Queridos hermanos y hermanas:
quisiera hablar hoy de Juan Damasceno, un personaje de primera categoría en la
historia de la teología bizantina, un gran doctor en la historia de la Iglesia
universal. Es sobre todo un testigo ocular del paso de la cultura griega y
siriaca, compartida en la parte oriental del Imperio bizantino, a la cultura del
Islam, que se hizo espacio con sus conquistas militares en el territorio
reconocido habitualmente como Medio o Próximo Oriente. Juan, nacido en una rica
familia cristiana, aún joven asumió el cargo -quizás ostentado también por su
padre- de responsable económico del califato. Bien pronto, sin embargo,
insatisfecho de la vida de la corte, maduró la elección monástica, entrando en
el monasterio de San Sabas, cerca de Jerusalén. Era alrededor del año 700. No
alejándose nunca del monasterio, se dedicó con todas sus fuerzas a la ascesis y
a la actividad literaria, sin desdeñar una cierta actividad pastoral, de la que
dan testimonio sobre todo sus numerosas Homilías. Su memoria litúrgica se
celebra el 4 de diciembre. El papa León XIII lo proclamó Doctor de la Iglesia
universal en 1890.
De él se recuerdan en Oriente sobre todo los tres Discursos contra quienes
calumnian las imágenes santas, que fueron condenados, tras su muerte, por el
Concilio iconoclasta de Hieria (754). Estos discursos, sin embargo, fueron el
motivo principal de su rehabilitación y canonización por parte de los Padres
ortodoxos convocados en el II Concilio de Nicea (787), séptimo ecuménico. En
estos textos es posible encontrar los primeros intentos teológicos importantes
de legitimación de la veneración de las imágenes sagradas, uniendo a éstas al
misterio de la Encarnación del Hijo de Dios en el seno de la Virgen María.

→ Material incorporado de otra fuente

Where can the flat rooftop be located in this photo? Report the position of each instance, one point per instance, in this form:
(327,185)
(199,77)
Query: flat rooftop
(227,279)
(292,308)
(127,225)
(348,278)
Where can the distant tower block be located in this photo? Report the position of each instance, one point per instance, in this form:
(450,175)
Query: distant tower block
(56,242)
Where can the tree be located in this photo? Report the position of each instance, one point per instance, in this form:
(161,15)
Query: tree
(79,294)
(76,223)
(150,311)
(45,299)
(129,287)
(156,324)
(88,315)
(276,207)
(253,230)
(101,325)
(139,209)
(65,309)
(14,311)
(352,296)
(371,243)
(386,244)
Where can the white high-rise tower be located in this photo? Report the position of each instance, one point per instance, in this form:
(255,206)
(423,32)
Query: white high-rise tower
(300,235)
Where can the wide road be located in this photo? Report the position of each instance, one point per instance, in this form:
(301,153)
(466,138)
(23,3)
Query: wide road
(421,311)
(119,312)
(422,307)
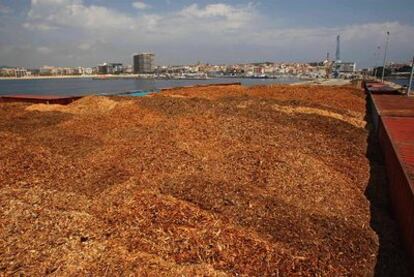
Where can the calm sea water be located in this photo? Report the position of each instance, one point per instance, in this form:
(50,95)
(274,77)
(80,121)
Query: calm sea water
(402,82)
(90,86)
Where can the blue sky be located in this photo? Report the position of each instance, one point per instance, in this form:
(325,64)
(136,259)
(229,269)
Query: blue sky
(88,32)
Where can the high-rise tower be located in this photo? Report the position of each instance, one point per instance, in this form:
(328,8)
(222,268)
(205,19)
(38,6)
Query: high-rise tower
(338,48)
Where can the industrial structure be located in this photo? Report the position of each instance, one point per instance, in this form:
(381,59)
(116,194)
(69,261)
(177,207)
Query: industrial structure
(144,63)
(339,66)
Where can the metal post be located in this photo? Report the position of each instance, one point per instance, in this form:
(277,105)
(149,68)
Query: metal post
(385,55)
(411,78)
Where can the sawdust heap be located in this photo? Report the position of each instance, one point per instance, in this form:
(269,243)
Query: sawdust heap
(214,182)
(86,105)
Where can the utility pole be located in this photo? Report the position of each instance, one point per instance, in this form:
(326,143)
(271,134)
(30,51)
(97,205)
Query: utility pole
(376,56)
(385,55)
(411,78)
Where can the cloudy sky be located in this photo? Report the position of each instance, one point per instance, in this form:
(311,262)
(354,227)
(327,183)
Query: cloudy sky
(88,32)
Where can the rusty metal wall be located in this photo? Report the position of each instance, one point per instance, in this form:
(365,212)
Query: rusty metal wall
(396,136)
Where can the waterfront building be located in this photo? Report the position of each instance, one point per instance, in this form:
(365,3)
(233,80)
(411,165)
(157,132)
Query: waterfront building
(144,63)
(110,68)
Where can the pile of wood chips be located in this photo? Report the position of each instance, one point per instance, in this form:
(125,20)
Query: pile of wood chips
(211,181)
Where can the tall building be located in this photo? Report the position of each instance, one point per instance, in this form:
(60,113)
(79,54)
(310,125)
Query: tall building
(144,63)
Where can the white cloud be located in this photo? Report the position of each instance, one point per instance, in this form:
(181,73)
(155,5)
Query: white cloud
(216,33)
(5,9)
(54,14)
(44,50)
(140,5)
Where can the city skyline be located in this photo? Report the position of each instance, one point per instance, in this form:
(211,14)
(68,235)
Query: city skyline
(86,32)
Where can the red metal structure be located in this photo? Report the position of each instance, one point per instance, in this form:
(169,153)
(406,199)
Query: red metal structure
(396,135)
(393,117)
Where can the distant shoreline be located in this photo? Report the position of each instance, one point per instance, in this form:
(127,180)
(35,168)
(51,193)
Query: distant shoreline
(128,76)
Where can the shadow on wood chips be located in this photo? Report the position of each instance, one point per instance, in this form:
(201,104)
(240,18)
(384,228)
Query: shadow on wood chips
(211,181)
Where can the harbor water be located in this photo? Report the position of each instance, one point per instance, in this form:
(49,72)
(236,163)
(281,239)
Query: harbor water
(85,86)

Juan Damasceno fue también uno de los primeros en distinguir entre el culto
público y privado de los cristianos, entre la adoración (latreia) y la
veneración (proskynesis): la primera sólo puede dirigirse a Dios, sumamente
espiritual, la segunda en cambio puede utilizar una imagen para dirigirse a
aquel que es representado por ella. Obviamente, el Santo no puede en ningún caso
ser identificado con la materia de la que está compuesto el icono. Esta
distinción se reveló en seguida muy importante para responder de modo cristiano
a aquellos que pretendían como universal y perenne la observancia de la severa
prohibición del Antiguo Testamento sobre la utilización cultual de las imágenes.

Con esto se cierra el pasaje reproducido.